A: The Word of God, which is contained in the scriptures of the Old and New Testaments, is the only rule to direct us how we may glorify and enjoy him.
2 Tim 3:16. ‘All Scripture is given by inspiration of God,’By Scripture is understood the sacred Book of God. It is given by divine inspiration; that is, the Scripture is not the contrivance of man’s brain, but is divine in its origin. The image of Diana was had in veneration by the Ephesians, because they supposed it fell from Jupiter. Acts 19:95. The holy Scripture is to be highly reverenced and esteemed, because we are sure it came from heaven. 2 Pet 1:11. The two Testaments are the two lips by which God has spoken to us.
How does it appear that the Scriptures have a Jus Divinum, a divine authority stamped upon them?

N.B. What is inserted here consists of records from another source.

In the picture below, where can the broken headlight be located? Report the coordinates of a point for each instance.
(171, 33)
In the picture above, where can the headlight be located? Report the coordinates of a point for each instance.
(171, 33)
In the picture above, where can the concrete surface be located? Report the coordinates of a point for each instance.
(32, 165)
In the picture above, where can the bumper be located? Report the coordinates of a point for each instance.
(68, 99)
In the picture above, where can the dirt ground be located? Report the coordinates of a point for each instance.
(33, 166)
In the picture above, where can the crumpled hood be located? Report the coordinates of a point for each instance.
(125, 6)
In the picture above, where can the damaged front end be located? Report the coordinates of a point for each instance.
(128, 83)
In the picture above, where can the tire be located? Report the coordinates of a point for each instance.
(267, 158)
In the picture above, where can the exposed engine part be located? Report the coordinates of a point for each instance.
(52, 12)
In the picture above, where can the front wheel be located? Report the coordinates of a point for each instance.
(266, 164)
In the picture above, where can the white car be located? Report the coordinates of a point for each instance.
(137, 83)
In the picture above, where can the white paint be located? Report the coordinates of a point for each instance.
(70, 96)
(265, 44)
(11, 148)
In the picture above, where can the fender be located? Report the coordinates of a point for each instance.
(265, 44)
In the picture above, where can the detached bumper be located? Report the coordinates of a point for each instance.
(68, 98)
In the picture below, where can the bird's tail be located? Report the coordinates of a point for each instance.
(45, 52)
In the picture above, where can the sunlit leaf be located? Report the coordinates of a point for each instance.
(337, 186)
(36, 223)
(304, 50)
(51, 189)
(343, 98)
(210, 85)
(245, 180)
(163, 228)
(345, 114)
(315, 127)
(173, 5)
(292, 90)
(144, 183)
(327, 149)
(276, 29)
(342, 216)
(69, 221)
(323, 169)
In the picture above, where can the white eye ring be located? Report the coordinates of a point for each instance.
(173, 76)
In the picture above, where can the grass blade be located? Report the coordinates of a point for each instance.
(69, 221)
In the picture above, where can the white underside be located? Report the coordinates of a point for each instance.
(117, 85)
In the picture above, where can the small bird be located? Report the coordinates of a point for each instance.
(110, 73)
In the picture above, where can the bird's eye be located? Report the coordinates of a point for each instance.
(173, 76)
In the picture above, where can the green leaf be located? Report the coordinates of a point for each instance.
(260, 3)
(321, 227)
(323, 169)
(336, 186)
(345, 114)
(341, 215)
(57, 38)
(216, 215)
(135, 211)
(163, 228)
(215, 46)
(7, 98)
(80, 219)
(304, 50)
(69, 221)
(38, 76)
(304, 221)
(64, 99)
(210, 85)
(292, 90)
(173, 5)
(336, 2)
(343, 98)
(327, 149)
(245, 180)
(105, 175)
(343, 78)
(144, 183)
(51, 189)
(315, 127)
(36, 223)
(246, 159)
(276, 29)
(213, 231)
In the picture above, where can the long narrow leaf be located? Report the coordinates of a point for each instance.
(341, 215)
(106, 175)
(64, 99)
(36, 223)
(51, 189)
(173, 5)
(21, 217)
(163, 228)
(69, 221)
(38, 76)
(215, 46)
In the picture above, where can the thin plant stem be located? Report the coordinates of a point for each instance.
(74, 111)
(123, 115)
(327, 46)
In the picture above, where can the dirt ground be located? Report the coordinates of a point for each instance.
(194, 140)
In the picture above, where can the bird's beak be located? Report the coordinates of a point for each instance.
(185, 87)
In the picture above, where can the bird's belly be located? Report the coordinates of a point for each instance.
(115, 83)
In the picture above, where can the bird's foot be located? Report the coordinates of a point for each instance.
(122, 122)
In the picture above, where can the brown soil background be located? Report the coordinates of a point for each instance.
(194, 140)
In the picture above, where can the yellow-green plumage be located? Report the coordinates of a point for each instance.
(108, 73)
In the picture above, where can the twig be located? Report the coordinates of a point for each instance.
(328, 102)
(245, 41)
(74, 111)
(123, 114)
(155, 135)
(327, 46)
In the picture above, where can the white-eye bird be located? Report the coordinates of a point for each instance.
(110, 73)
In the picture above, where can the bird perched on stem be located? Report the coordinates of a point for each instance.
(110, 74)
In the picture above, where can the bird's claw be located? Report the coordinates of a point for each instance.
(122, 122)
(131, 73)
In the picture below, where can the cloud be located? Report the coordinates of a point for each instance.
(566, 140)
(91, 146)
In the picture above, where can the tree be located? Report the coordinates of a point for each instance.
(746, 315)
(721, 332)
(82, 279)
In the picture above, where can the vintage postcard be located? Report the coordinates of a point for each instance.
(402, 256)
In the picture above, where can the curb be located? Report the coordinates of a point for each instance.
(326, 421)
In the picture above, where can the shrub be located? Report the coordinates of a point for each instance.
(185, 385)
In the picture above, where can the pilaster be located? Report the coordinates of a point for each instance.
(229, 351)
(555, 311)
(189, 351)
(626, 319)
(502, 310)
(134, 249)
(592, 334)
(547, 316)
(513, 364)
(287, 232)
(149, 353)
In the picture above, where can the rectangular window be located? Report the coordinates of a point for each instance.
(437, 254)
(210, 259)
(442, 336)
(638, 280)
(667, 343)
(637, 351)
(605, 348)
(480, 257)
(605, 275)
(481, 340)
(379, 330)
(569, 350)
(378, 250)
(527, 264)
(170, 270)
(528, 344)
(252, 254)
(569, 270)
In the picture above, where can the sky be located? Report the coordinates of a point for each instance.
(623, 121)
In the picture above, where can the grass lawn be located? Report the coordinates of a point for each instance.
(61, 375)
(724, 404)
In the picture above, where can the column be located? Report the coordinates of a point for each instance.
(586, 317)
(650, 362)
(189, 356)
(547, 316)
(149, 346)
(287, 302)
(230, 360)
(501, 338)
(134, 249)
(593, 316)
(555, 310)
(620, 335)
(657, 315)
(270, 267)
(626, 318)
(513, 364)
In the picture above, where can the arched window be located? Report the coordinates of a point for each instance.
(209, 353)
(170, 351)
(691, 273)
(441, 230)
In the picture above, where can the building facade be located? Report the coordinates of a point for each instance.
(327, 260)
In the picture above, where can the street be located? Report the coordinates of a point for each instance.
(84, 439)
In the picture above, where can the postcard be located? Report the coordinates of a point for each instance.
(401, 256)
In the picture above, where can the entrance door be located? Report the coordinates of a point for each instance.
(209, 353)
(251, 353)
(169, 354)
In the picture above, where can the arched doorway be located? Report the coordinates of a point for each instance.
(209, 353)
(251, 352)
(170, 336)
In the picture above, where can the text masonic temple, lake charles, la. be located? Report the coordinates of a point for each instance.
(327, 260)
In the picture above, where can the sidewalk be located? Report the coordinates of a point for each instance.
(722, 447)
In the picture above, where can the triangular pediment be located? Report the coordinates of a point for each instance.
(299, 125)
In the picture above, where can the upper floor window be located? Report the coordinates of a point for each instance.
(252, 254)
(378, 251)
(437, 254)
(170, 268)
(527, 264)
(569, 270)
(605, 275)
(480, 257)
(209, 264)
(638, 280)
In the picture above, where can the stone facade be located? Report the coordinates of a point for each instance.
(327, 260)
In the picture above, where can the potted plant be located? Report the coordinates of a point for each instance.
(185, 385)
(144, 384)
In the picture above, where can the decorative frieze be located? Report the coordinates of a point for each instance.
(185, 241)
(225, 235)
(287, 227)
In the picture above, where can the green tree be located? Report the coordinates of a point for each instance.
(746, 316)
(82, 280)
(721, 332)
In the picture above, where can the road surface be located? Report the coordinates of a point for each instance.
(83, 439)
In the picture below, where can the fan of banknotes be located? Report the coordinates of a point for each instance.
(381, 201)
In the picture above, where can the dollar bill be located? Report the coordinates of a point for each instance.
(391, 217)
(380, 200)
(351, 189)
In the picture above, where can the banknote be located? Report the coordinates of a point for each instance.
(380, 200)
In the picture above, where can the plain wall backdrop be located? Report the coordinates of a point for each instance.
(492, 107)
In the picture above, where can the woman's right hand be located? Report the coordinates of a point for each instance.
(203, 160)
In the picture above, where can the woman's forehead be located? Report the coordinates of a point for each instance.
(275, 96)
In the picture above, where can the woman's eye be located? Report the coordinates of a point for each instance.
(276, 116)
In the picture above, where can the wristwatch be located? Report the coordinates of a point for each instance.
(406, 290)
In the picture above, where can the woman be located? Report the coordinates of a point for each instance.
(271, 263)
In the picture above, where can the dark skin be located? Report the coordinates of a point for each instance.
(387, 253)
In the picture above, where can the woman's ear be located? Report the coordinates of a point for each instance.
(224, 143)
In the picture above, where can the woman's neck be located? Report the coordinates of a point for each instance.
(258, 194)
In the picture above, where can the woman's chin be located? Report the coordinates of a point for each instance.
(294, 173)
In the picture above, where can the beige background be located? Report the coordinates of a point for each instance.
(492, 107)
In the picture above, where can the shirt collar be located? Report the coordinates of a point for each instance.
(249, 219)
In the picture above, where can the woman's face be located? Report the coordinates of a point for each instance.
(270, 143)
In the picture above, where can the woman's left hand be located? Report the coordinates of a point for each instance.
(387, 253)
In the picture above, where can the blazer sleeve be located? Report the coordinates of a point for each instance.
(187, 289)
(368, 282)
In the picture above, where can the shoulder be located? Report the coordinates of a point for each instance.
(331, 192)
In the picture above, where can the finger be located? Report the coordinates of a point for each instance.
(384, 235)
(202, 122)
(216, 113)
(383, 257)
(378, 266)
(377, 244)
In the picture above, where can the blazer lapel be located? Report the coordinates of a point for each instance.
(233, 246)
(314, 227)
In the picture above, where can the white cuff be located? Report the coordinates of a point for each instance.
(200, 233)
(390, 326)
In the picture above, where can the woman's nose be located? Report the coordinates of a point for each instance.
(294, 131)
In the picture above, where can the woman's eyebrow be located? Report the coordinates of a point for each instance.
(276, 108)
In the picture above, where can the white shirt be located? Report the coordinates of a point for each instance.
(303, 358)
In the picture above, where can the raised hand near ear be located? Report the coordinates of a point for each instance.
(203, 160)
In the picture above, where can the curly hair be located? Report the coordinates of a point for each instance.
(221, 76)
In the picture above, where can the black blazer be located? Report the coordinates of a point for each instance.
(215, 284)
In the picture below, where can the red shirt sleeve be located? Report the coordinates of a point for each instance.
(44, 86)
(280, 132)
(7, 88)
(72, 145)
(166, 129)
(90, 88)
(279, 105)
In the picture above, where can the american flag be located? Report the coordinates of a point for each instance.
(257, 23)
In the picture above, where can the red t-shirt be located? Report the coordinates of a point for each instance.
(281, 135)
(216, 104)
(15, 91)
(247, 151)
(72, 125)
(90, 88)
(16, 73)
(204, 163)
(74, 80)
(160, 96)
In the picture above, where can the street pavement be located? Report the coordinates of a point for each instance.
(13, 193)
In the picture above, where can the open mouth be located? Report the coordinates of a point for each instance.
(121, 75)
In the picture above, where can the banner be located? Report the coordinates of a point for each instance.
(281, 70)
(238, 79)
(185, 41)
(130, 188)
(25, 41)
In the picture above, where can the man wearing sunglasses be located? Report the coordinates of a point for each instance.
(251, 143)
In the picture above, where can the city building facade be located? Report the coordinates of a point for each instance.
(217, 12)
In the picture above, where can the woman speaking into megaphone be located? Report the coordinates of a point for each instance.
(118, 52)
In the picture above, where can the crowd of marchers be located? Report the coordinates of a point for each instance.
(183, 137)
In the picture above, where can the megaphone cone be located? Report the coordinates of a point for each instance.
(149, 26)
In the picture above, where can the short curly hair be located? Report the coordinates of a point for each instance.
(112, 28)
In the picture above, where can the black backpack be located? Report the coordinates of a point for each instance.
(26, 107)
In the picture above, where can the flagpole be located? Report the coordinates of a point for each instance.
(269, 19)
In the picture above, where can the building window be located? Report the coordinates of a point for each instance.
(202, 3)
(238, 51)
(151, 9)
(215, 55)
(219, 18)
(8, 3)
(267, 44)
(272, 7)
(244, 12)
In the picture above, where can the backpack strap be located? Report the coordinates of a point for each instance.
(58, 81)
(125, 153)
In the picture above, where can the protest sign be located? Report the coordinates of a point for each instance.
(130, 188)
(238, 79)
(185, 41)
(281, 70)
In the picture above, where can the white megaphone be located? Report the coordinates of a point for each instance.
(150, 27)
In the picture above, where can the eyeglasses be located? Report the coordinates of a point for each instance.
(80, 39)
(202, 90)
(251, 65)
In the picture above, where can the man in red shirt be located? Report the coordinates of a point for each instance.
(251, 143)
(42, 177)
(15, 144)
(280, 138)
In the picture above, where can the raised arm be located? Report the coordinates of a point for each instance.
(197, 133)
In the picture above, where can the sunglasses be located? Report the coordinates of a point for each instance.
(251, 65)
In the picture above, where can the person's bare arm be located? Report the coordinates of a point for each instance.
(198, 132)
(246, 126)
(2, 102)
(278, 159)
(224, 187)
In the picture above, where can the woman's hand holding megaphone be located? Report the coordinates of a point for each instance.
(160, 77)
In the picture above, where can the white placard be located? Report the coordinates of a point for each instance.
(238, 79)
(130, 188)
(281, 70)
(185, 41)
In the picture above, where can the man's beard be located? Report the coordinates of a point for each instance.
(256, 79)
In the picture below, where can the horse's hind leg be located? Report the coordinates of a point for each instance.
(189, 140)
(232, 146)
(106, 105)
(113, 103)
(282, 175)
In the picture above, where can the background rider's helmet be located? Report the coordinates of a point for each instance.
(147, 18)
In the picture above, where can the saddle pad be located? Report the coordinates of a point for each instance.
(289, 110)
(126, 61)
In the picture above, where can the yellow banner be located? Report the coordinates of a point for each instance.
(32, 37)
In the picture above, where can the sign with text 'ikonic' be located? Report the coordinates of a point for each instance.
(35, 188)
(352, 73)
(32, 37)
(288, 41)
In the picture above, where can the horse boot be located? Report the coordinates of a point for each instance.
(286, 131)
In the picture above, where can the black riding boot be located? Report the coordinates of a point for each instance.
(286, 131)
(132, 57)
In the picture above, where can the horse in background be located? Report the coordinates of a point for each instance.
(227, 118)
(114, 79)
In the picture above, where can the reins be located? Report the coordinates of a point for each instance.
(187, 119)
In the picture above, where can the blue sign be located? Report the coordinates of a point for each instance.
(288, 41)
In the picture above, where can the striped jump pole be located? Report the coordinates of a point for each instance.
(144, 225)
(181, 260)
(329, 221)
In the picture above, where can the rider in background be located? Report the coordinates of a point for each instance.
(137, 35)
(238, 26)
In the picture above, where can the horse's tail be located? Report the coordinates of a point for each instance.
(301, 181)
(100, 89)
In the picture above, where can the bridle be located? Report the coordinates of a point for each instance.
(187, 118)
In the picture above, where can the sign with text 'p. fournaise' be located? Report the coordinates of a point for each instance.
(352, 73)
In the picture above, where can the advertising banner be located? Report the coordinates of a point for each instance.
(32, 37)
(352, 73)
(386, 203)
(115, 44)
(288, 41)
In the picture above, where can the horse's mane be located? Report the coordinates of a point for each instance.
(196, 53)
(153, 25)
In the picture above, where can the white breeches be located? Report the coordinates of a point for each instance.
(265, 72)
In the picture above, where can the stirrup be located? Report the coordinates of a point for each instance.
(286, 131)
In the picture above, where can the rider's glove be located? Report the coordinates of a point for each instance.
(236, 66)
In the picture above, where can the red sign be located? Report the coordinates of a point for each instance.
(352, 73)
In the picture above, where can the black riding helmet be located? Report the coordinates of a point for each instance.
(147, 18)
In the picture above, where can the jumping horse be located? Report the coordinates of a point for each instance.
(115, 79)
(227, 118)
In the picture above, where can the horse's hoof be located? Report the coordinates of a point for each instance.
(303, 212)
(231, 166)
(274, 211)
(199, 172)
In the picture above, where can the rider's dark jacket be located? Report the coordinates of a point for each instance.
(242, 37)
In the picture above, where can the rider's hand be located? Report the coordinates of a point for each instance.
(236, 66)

Because the Old and New Testament are the foundation of all religion. If their divinity cannot be proved, the foundation on which we build our faith is gone. I shall therefore endeavour to prove this great truth, that the Scriptures are the very word of God. I wonder whence the Scriptures should come, if not from God. Bad men could not be the authors of it. Would their minds be employed in inditing such holy lines? Would they declare so fiercely against sin? Good men could not be the authors of it. Could they write in such a strain? or could it stand with their grace to counterfeit God’s name, and put, Thus saith the Lord, to a book of their own devising? Nor could any angel in heaven be the author of it, because the angels pry and search into the abyss of gospel mysteries, I Pet 1:12, which implies their nescience of some parts of Scripture; and sure they cannot be the authors of that book which they themselves do not fully understand. Besides, what angel in heaven durst be so arrogant as to personate God and, say, ‘I create,’ Isa 65:17, and, ‘I the Lord have said it,? Numb 14:45. So that it is evident, the pedigree of Scripture is sacred, and it could come from none but God himself.
Not to speak of the harmonious consent of all the parts of Scripture, there are seven cogent arguments which may evince it to be the Word of God.
 Its antiquity. It is of ancient standing. The grey hairs of Scripture make it venerable. No human histories extant reach further than Noah’s flood: but the holy Scripture relates matters of fact that have been from the beginning of the world; it writes of things before time. That is a sure rule of Tertullian, ‘That which is of the greatest antiquity, id verum quod primum, is to be received as most sacred and authentic.’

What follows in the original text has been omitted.